Internet-Draft Path Tracing October 2023
Filsfils, et al. Expires 25 April 2024 [Page]
Workgroup:
SPRING
Internet-Draft:
draft-filsfils-spring-path-tracing-05
Published:
Intended Status:
Standards Track
Expires:
Authors:
C. Filsfils
Cisco Systems, Inc.
A. Abdelsalam, Ed.
Cisco Systems, Inc.
P. Camarillo, Ed.
Cisco Systems, Inc.
M. Yufit
Broadcom
T. Graf
Swisscom
Y. Su
Alibaba, Inc
S. Matsushima
SoftBank
M. Valentine
Goldman Sachs
A. Dhamija
Arrcus

Path Tracing in SRv6 networks

Abstract

Path Tracing provides a record of the packet path as a sequence of interface ids. In addition, it provides a record of end-to-end delay, per-hop delay, and load on each egress interface along the packet delivery path.

Path Tracing allows to trace 14 hops with only a 40-bytes IPv6 Hop-by-Hop extension header.

Path Tracing supports fine grained timestamp.
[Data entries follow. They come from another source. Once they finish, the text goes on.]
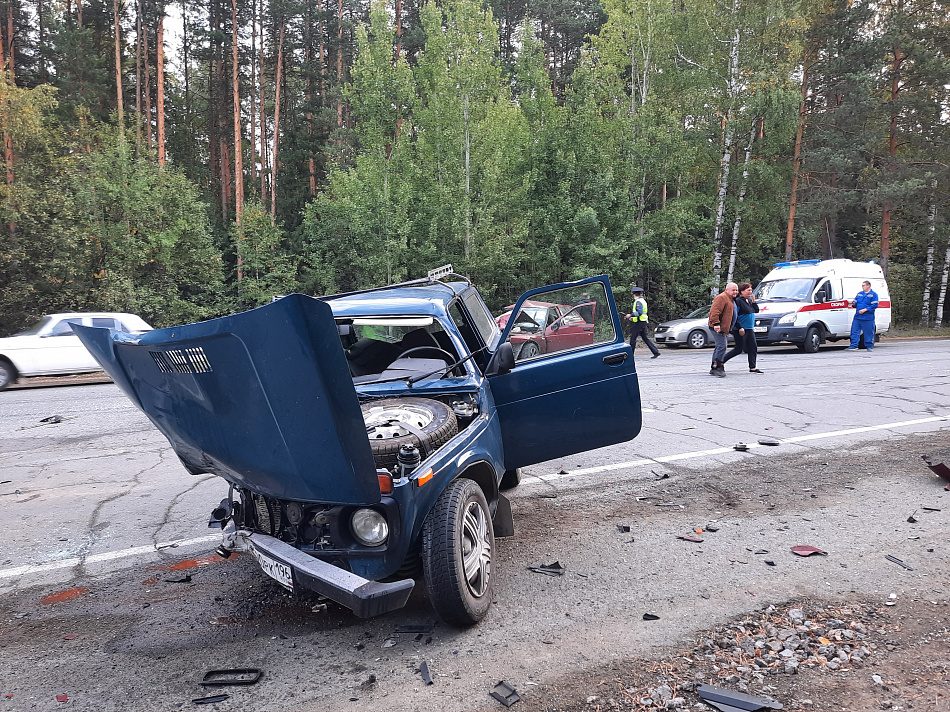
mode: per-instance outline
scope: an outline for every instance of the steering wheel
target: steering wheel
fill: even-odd
[[[397,359],[403,358],[404,356],[408,356],[414,351],[438,351],[440,354],[445,354],[448,357],[448,359],[446,360],[446,363],[455,363],[455,361],[457,360],[455,356],[450,354],[445,349],[439,348],[438,346],[413,346],[411,349],[406,349],[405,351],[403,351],[396,358]]]

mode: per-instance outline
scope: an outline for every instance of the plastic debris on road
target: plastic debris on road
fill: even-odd
[[[800,545],[793,546],[792,553],[798,554],[799,556],[811,556],[812,554],[818,554],[819,556],[828,556],[827,551],[822,551],[814,546]]]
[[[511,707],[515,702],[521,699],[521,695],[511,685],[504,680],[500,680],[497,685],[488,693],[505,707]]]
[[[554,561],[550,564],[529,566],[528,571],[534,571],[536,574],[544,574],[545,576],[563,576],[565,569],[561,566],[560,561]]]
[[[697,685],[696,694],[704,702],[708,702],[723,712],[738,712],[746,710],[755,712],[755,710],[780,710],[782,703],[776,702],[768,697],[759,695],[747,695],[743,692],[733,692],[725,687],[716,687],[714,685]]]

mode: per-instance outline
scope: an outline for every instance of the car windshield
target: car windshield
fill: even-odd
[[[40,331],[43,330],[44,326],[50,323],[50,321],[52,321],[50,317],[44,316],[42,319],[36,322],[33,326],[31,326],[28,329],[24,329],[23,331],[18,331],[17,333],[14,334],[14,336],[33,336],[35,334],[38,334],[40,333]]]
[[[545,307],[522,307],[521,313],[518,315],[518,321],[515,322],[513,328],[537,330],[541,328],[541,324],[544,323],[544,317],[547,313],[547,308]]]
[[[755,290],[755,298],[760,302],[802,302],[814,286],[812,278],[776,279],[762,282]]]
[[[690,312],[689,314],[687,314],[687,315],[684,316],[683,318],[684,318],[684,319],[703,319],[703,318],[709,316],[709,310],[710,310],[711,308],[712,308],[712,305],[706,305],[706,306],[704,306],[704,307],[700,307],[700,308],[697,309],[696,311]]]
It has been designed for linerate hardware implementation in the base pipeline.

Status of This Memo

This Internet-Draft is submitted in full conformance with the provisions of BCP 78 and BCP 79.

Internet-Drafts are working documents of the Internet Engineering Task Force (IETF). Note that other groups may also distribute working documents as Internet-Drafts. The list of current Internet-Drafts is at https://datatracker.ietf.org/drafts/current/.
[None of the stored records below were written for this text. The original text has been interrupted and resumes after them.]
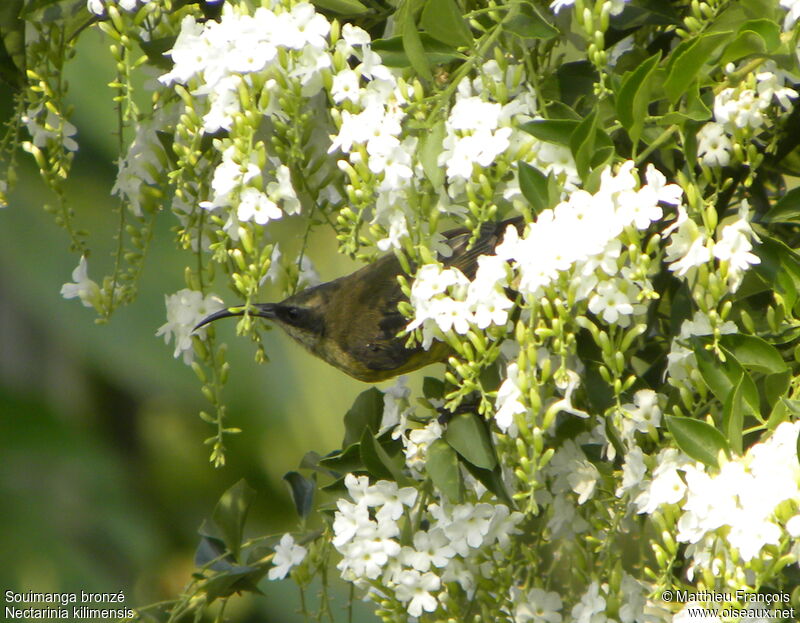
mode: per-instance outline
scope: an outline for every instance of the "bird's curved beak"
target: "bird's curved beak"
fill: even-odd
[[[244,316],[247,308],[242,307],[226,307],[220,309],[213,314],[209,314],[197,323],[192,331],[197,331],[200,327],[207,325],[209,322],[214,322],[220,318],[230,318],[231,316]],[[259,318],[275,318],[275,303],[256,303],[250,308],[251,316],[258,316]]]

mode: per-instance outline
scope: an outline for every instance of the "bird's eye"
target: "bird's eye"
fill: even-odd
[[[300,320],[300,310],[296,307],[289,307],[286,310],[286,319],[290,322],[297,322]]]
[[[369,344],[367,344],[367,348],[371,352],[377,353],[381,349],[381,345],[380,344],[376,344],[375,342],[370,342]]]

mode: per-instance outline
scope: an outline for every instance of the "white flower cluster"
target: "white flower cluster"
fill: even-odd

Internet-Drafts are draft documents valid for a maximum of six months and may be updated, replaced, or obsoleted by other documents at any time. It is inappropriate to use Internet-Drafts as reference material or to cite them other than as "work in progress."
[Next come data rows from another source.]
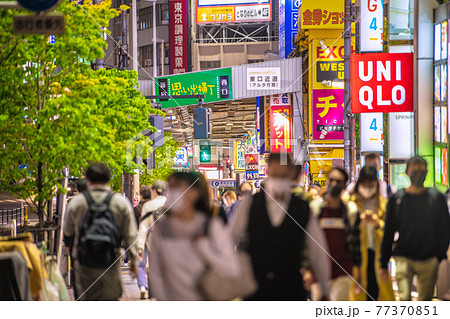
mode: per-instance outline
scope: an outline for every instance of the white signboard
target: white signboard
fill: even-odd
[[[361,52],[383,51],[383,0],[361,0]]]
[[[271,95],[270,106],[274,105],[292,105],[291,95],[289,93]]]
[[[361,113],[361,152],[383,152],[383,113]]]
[[[236,6],[236,21],[267,20],[270,18],[270,5]]]
[[[247,68],[247,90],[279,90],[280,68]]]
[[[270,3],[270,0],[198,0],[199,7]]]
[[[175,159],[173,161],[174,166],[186,166],[188,165],[188,152],[185,147],[179,148],[175,152]]]
[[[414,156],[414,113],[389,113],[389,159]]]

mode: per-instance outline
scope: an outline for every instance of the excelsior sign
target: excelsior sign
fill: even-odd
[[[412,112],[413,54],[351,56],[352,113]]]

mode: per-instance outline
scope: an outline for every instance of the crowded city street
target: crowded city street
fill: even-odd
[[[0,1],[0,313],[449,318],[449,31],[448,0]]]

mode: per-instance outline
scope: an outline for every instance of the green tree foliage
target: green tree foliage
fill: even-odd
[[[173,173],[175,153],[181,145],[174,141],[171,133],[165,133],[164,146],[156,149],[156,168],[140,176],[140,186],[151,185],[156,180],[167,181],[167,177]]]
[[[61,3],[66,32],[54,44],[45,35],[13,34],[13,15],[27,13],[0,10],[0,190],[34,198],[41,224],[45,203],[64,191],[64,167],[77,176],[93,161],[116,174],[131,171],[127,140],[154,130],[149,114],[163,115],[136,89],[136,72],[91,69],[119,12],[111,1],[88,2]]]

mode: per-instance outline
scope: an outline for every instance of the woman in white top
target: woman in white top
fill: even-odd
[[[157,300],[205,300],[198,281],[207,267],[236,278],[239,261],[222,221],[211,217],[203,175],[177,172],[168,182],[167,212],[153,226],[150,293]]]

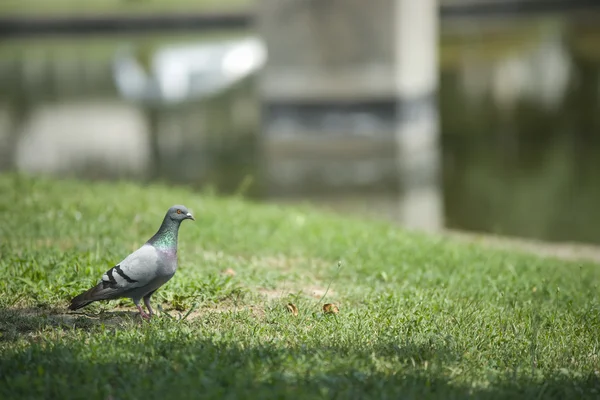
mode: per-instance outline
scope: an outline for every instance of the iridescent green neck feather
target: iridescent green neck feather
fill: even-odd
[[[165,216],[158,232],[148,240],[148,244],[160,250],[177,251],[177,235],[179,233],[180,221],[173,221],[169,216]]]

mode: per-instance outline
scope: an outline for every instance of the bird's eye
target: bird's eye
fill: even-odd
[[[181,210],[180,209],[177,209],[177,214],[181,214]]]

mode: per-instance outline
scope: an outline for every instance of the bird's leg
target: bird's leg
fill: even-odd
[[[150,306],[150,296],[144,297],[144,304],[146,305],[146,308],[148,309],[150,316],[153,316],[154,310],[152,309],[152,306]]]
[[[140,306],[138,304],[136,307],[137,307],[138,311],[140,312],[140,315],[142,316],[142,318],[150,319],[150,316],[144,312],[144,309],[142,308],[142,306]]]
[[[148,314],[146,314],[144,312],[144,309],[142,308],[142,306],[140,305],[140,301],[134,301],[136,308],[138,309],[138,311],[140,312],[140,316],[144,319],[150,319],[150,316]]]
[[[150,292],[144,296],[144,304],[146,305],[146,308],[148,309],[150,316],[154,315],[154,310],[152,309],[152,306],[150,305],[150,297],[152,297],[154,292],[156,292],[156,290],[153,290],[152,292]]]

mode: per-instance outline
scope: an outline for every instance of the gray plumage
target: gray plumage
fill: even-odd
[[[173,277],[177,270],[177,237],[183,220],[194,220],[185,206],[176,205],[167,211],[152,238],[102,275],[98,284],[71,300],[70,310],[77,310],[94,301],[131,298],[143,318],[154,311],[150,298]],[[144,312],[140,301],[148,309]]]

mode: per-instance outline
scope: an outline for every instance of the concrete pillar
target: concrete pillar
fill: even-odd
[[[259,0],[257,11],[267,194],[393,195],[401,223],[439,228],[436,1]]]
[[[400,220],[443,228],[438,88],[438,1],[395,1],[396,140],[401,182]]]

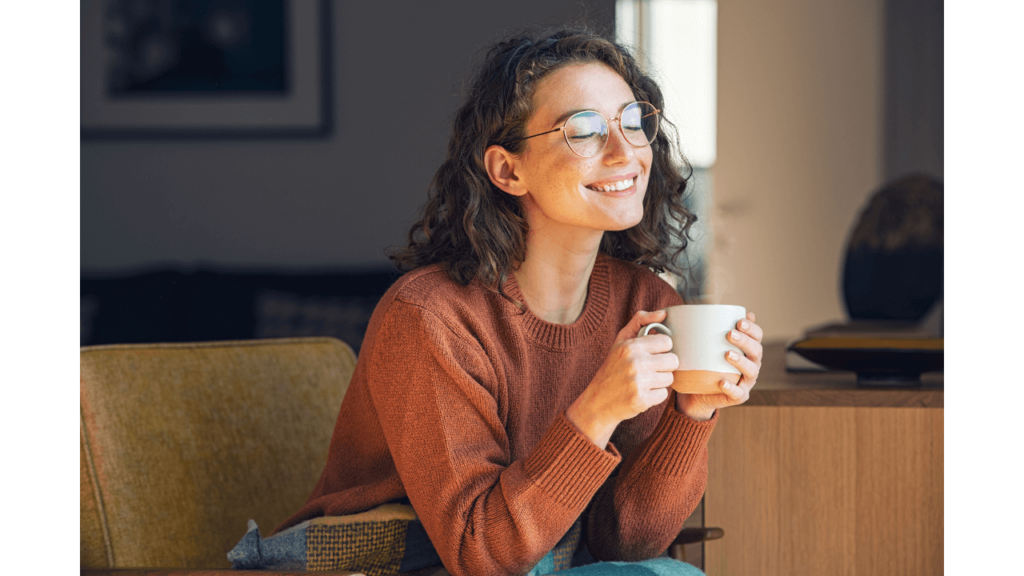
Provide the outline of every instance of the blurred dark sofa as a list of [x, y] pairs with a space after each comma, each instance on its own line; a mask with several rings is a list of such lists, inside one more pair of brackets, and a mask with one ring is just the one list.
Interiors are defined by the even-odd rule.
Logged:
[[333, 336], [362, 343], [401, 275], [165, 269], [81, 277], [81, 345]]

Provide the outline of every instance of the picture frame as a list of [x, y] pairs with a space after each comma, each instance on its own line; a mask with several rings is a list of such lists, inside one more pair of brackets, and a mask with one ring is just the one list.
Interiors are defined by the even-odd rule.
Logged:
[[[174, 0], [159, 5], [154, 3], [162, 12], [152, 15], [145, 24], [148, 27], [146, 33], [156, 36], [157, 40], [142, 46], [137, 30], [126, 32], [124, 22], [127, 19], [131, 26], [139, 29], [142, 24], [138, 13], [129, 12], [127, 17], [120, 17], [121, 12], [117, 10], [122, 8], [122, 4], [118, 2], [88, 0], [82, 6], [82, 139], [315, 138], [330, 134], [329, 0], [224, 2], [226, 9], [235, 10], [229, 16], [234, 17], [236, 24], [232, 24], [229, 17], [218, 21], [217, 14], [210, 14], [211, 6], [216, 8], [218, 5], [216, 2], [183, 2], [178, 13], [173, 13], [173, 18], [177, 18], [173, 28], [166, 22], [171, 19], [167, 16], [167, 7], [174, 8]], [[134, 8], [136, 5], [131, 6]], [[258, 11], [261, 7], [262, 13]], [[277, 10], [276, 14], [274, 10]], [[204, 12], [199, 14], [200, 11]], [[193, 29], [178, 25], [182, 18]], [[260, 18], [270, 20], [272, 25], [259, 25]], [[199, 20], [201, 22], [197, 24]], [[254, 21], [256, 25], [252, 24]], [[253, 80], [253, 74], [236, 73], [238, 66], [221, 65], [218, 70], [210, 72], [208, 61], [211, 58], [207, 56], [218, 56], [218, 53], [204, 38], [211, 34], [220, 34], [228, 40], [232, 38], [231, 34], [237, 37], [238, 29], [242, 28], [237, 22], [249, 25], [244, 30], [248, 34], [244, 44], [252, 55], [245, 53], [246, 48], [243, 47], [236, 50], [241, 52], [241, 56], [235, 53], [229, 56], [234, 57], [234, 61], [241, 59], [243, 63], [245, 58], [269, 59], [271, 65], [257, 62], [257, 65], [270, 70], [269, 76], [261, 72], [263, 76]], [[153, 32], [153, 28], [161, 25], [164, 29]], [[132, 33], [135, 35], [130, 36]], [[116, 41], [125, 36], [132, 40], [128, 48], [124, 48], [127, 42], [119, 44]], [[112, 37], [115, 41], [111, 40]], [[195, 54], [197, 50], [190, 48], [188, 43], [196, 44], [197, 37], [205, 42], [204, 47], [207, 48], [201, 52], [204, 58], [194, 58], [201, 67], [205, 67], [199, 75], [194, 71], [173, 74], [172, 66], [166, 64], [163, 69], [157, 69], [157, 74], [152, 73], [161, 64], [162, 54]], [[160, 39], [172, 48], [164, 48], [161, 52]], [[184, 61], [184, 58], [178, 58], [173, 62]], [[135, 65], [135, 68], [126, 66], [125, 60], [130, 60], [128, 64]], [[222, 62], [228, 58], [213, 60]], [[165, 61], [169, 58], [165, 57]], [[139, 74], [131, 76], [124, 72], [126, 68], [132, 72], [146, 66], [149, 66], [152, 77], [143, 77], [143, 81], [139, 80]], [[163, 73], [163, 77], [159, 77], [159, 73]], [[197, 82], [196, 78], [200, 81]], [[266, 78], [271, 80], [266, 81]]]

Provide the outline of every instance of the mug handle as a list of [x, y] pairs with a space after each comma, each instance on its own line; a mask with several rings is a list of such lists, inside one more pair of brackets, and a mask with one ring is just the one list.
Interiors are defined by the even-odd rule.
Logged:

This Internet-Draft will expire on 25 April 2024.

1. Introduction

Path Tracing provides a record of the packet path as a sequence of interface ids. In addition, it provides a record of end-to-end delay, per-hop delay, and load on each egress interface along the packet delivery path.

Path Tracing allows to trace 14 hops with only a 40 bytes IPv6 Hop-by-Hop header. The overhead is lower than [INT], [RFC9197], [I-D.song-opsawg-ifit-framework], and [I-D.kumar-ippm-ifa].

Path Tracing supports fine-grained timestamps. It has been designed for linerate hardware implementation in the base pipeline.

Path Tracing is applicable to both SR-MPLS [RFC8660], as well as SRv6 [RFC8986]. This document defines the Path Tracing specification for the SRv6 dataplane. The SR-MPLS dataplane will be detailed in a separate document.

The specification proposed in this document has been implemented successfully in different interoperable hardware platforms at linerate (Section 11).

2. Terminology

The following terms used within this document are defined in [RFC8402], [RFC8754] and [RFC8986]: Segment Routing (SR), SR Domain, Segment ID (SID), SRv6, SRv6 SID, SR Policy, Segment Routing Header (SRH), SR source node, transit node, SR Endpoint, SA, DA.

The following terms are used in this document as defined below:

PT: Path Tracing

MCD: Midpoint Compressed Data (MCD). Information that every transit router adds to the packet for PT purposes. Defined in Section 3 of this document.

HbH-PT: IPv6 Hop-by-Hop Option [RFC8200] for Path Tracing. It contains a stack of MCDs. It is defined in Section 9.1 of this document

DOH-PT: IPv6 Destination Option [RFC8200] for Path Tracing. It is defined in Section 9.2 of this document.

PT Source: A Source node that starts a PT Probing Instance (defined in Section 5) and generates PT probes.

PT Midpoint: A transit node that performs plain IPv6 forwarding (or SR Endpoint processing) and in addition records PT information in the HbH-PT.

PT Sink: A node that receives PT probes sent from the SRC containing the information recorded by every PT Midpoint along the path, and forwards them to a regional collector after recording its PT information.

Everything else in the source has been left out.